It has been evident to scientists for years that Alzheimer’s disease, which affects about five million people in the U.S., is caused by an accumulation of two proteins within the brain. The scientist also knew that there was a missing link. A recent article in Scientific America shows how the University of Alabama’s discovery closes the gap. It also explains why so many treatments have failed.
The Process That Leads to the Death of Cells
Dr. Qin Wang, a neuropharmacology professor at the University of Alabama and the study’s senior author, describes the process that causes Alzheimer’s disease as a “cascade of events.”
Dr. Wang explains that the first “event” is the buildup of clumps (or plaques) of beta-amyloid protein in the brain.
The beta-amyloid then triggers a receptor that in turn reacts to norepinephrine, a naturally-occurring chemical. It is known to affect the brain’s response to events.
When the receptor is activated by both norepinephrine and beta-amyloid there is increased enzyme activity that energizes tau, which is the second protein that has been associated with Alzheimer’s disease. Tau tangles and accumulates inside the brain, causing cell death.
How Does Beta-Amyloid Lead to the Appearance of Tau?
Dr. Wang explains that beta-amyloid takes control of the norepinephrine pathway and activates tau causing toxicity. She said the “cascade” illustrates several reasons for the failure of many Alzheimer’s treatments.
The majority of drugs that were developed over the last few decades were aimed at eliminating beta-amyloid. However, new research indicates that norepinephrine actually increases the destruction wrought by beta-amyloid.
Beta-amyloid, on its own in high doses, kills neurons. If norepinephrine is added to the mix then it takes just one or two percent of beta-amyloid to kill brain cells.

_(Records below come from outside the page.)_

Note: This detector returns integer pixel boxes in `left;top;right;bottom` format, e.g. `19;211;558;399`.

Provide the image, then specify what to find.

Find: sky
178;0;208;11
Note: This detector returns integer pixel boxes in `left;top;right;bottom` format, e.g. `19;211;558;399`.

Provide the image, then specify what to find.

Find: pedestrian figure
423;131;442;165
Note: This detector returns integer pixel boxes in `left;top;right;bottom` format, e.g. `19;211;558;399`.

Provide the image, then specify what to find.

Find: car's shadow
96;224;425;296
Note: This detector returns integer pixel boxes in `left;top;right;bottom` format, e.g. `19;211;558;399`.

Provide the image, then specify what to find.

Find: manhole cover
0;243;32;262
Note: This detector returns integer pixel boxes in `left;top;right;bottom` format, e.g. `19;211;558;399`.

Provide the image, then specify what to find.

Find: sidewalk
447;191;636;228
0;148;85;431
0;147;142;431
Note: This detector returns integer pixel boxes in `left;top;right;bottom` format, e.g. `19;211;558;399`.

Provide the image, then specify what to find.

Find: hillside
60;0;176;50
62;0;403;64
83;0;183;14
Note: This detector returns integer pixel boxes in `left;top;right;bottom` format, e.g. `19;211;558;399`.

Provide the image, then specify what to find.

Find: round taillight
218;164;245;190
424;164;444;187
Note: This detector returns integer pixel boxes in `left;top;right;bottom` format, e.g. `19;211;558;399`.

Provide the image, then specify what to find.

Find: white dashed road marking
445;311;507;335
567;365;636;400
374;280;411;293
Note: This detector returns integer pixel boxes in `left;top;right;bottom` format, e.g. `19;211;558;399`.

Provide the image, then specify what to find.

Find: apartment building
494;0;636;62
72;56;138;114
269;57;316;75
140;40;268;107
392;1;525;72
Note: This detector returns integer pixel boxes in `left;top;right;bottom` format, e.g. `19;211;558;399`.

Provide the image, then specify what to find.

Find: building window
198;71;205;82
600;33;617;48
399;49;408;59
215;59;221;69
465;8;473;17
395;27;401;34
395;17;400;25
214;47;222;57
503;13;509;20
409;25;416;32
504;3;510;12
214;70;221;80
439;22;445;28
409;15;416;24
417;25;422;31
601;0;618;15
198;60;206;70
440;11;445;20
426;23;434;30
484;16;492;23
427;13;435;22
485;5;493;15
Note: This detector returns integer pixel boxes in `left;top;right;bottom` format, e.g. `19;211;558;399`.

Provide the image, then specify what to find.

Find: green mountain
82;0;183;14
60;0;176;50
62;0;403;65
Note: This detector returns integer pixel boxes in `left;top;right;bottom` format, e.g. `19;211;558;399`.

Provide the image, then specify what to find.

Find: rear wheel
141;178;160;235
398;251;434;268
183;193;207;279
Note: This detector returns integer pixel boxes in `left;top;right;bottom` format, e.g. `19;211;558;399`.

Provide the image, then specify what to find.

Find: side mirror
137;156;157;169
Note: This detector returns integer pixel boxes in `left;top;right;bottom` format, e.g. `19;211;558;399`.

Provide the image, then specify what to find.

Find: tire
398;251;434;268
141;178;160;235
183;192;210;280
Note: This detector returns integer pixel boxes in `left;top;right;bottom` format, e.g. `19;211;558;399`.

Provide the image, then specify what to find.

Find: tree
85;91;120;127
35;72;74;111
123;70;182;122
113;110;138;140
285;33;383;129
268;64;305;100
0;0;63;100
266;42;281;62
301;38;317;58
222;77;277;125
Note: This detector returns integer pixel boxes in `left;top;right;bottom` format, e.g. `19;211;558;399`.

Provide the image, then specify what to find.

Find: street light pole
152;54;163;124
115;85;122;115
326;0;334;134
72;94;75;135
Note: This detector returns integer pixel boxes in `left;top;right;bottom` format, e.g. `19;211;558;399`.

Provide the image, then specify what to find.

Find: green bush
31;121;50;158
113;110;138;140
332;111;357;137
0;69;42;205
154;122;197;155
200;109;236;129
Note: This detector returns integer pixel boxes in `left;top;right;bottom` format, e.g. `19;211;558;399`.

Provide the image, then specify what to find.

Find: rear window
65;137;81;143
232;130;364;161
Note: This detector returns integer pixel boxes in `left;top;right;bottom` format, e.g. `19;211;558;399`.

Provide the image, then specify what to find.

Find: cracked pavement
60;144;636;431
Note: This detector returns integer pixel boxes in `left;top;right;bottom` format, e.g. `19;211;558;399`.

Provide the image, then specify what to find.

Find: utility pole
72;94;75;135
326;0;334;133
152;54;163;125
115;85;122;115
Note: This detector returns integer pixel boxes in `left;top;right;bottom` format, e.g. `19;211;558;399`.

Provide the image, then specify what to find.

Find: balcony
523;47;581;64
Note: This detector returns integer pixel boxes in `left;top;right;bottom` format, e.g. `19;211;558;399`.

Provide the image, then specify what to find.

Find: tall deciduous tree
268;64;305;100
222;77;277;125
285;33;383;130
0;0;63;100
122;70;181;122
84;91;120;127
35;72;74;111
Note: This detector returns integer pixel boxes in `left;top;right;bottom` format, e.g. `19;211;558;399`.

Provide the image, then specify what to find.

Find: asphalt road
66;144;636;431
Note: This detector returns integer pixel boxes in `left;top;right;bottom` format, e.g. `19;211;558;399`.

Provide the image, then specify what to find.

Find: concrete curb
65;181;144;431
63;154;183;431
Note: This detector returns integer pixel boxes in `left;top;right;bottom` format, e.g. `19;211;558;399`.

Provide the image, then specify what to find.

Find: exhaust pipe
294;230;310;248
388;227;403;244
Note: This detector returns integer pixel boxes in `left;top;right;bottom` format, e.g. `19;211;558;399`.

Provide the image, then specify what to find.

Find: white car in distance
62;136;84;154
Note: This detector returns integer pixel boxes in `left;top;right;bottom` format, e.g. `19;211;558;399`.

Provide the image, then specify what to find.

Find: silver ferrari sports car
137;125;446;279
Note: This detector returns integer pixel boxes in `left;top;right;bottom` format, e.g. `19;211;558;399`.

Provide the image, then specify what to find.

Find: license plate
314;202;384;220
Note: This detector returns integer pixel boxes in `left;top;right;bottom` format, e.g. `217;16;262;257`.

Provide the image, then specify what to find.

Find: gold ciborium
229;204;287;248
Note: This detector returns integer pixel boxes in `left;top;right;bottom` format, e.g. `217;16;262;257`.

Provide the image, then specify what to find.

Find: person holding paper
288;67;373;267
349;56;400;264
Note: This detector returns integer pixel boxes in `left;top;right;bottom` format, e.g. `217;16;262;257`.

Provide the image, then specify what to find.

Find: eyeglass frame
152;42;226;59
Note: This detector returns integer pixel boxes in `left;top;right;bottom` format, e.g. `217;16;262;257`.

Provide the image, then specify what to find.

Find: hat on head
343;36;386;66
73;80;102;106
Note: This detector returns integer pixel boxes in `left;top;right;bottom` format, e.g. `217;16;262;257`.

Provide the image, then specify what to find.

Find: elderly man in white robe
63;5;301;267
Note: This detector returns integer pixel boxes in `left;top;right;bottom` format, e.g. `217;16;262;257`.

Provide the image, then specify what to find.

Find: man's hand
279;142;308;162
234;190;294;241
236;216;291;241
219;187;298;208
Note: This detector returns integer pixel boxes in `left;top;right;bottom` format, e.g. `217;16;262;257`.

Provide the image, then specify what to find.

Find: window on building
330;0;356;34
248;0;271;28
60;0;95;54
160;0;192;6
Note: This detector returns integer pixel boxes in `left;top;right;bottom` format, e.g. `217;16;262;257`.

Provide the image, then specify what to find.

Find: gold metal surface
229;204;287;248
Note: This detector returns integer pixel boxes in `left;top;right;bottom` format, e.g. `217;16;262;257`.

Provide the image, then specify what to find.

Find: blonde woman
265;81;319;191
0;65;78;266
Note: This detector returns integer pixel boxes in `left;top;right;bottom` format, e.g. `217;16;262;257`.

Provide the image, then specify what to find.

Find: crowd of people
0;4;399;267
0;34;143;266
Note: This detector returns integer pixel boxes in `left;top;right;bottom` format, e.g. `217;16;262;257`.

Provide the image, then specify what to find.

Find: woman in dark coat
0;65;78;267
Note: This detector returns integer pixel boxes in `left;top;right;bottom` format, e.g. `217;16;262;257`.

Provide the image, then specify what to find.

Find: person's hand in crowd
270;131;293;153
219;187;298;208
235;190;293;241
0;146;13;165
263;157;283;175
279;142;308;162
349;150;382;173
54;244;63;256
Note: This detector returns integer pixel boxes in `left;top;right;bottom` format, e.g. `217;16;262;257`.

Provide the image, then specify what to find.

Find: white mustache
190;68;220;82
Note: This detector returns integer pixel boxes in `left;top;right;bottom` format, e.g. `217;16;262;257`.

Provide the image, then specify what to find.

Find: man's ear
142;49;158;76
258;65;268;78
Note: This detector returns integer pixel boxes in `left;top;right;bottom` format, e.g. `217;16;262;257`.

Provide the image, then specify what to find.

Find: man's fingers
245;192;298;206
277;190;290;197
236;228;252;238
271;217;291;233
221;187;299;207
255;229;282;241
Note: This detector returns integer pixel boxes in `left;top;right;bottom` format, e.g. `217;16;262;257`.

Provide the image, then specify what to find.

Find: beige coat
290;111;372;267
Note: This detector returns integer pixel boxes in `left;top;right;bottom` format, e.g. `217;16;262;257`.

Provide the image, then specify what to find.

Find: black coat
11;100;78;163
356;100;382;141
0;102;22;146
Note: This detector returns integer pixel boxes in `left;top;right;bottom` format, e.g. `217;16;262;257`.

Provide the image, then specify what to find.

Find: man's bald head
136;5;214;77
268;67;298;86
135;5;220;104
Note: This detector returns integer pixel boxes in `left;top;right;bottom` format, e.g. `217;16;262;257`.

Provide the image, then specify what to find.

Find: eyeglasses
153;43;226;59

Previous therapies that were aimed at beta-amyloid without targeting the norepinephrine pathway left a sufficient amount of beta-amyloid to do a significant amount of damage.
There are some skeptics, but most agree with Dr. Wang’s analysis.
Although he had not taken part in the study, Dr. Rudolph Tanzi, a molecular genetics expert, is in complete agreement with Dr. Wang. He agreed that for many years scientists assumed that it was beta-amyloid alone that was responsible for the tau tangles as a result of a complex series of events.
In 2014 Dr. Tanzi and the team published a paper in the journal Nature. Using human brain cells that they grew in a lab dish, they refuted a long-held theory.
They claimed that the type of tau found in mice will not have the same effect and will not result in tangles in humans. On the contrary, they demonstrated that beta-amyloid in human cells would cause tau tangles.
Dr. Tanzi and the team set about blocking enzymes (kinases) in an effort to halt the process. They located two enzymes that effectively blocked the GSK3-beta enzyme. This is the same enzyme that Dr. Wang’s team described in their Science Translational Medicine paper. Dr. Tanzi’s study goes further as it shows the way beta-amyloid activates tau’s toxicity.
Dr. Tanzi uses the analogy of brush fires. He suggests that inflammation holds the key to Alzheimer’s and that it triggers the cascade that leads to the disease.
His analogy likens beta-amyloid to a match with tau tangles being the brush fires. GSK3-beta would be the kindling.
In closing, Dr. Tanzi noted that neuroinflammation causes brain cells to die much faster.
Dr. Tanzi and Dr. Wang are both reviewing drugs that prevent beta-amyloid from activating tau tangles. They both have confidence in their data.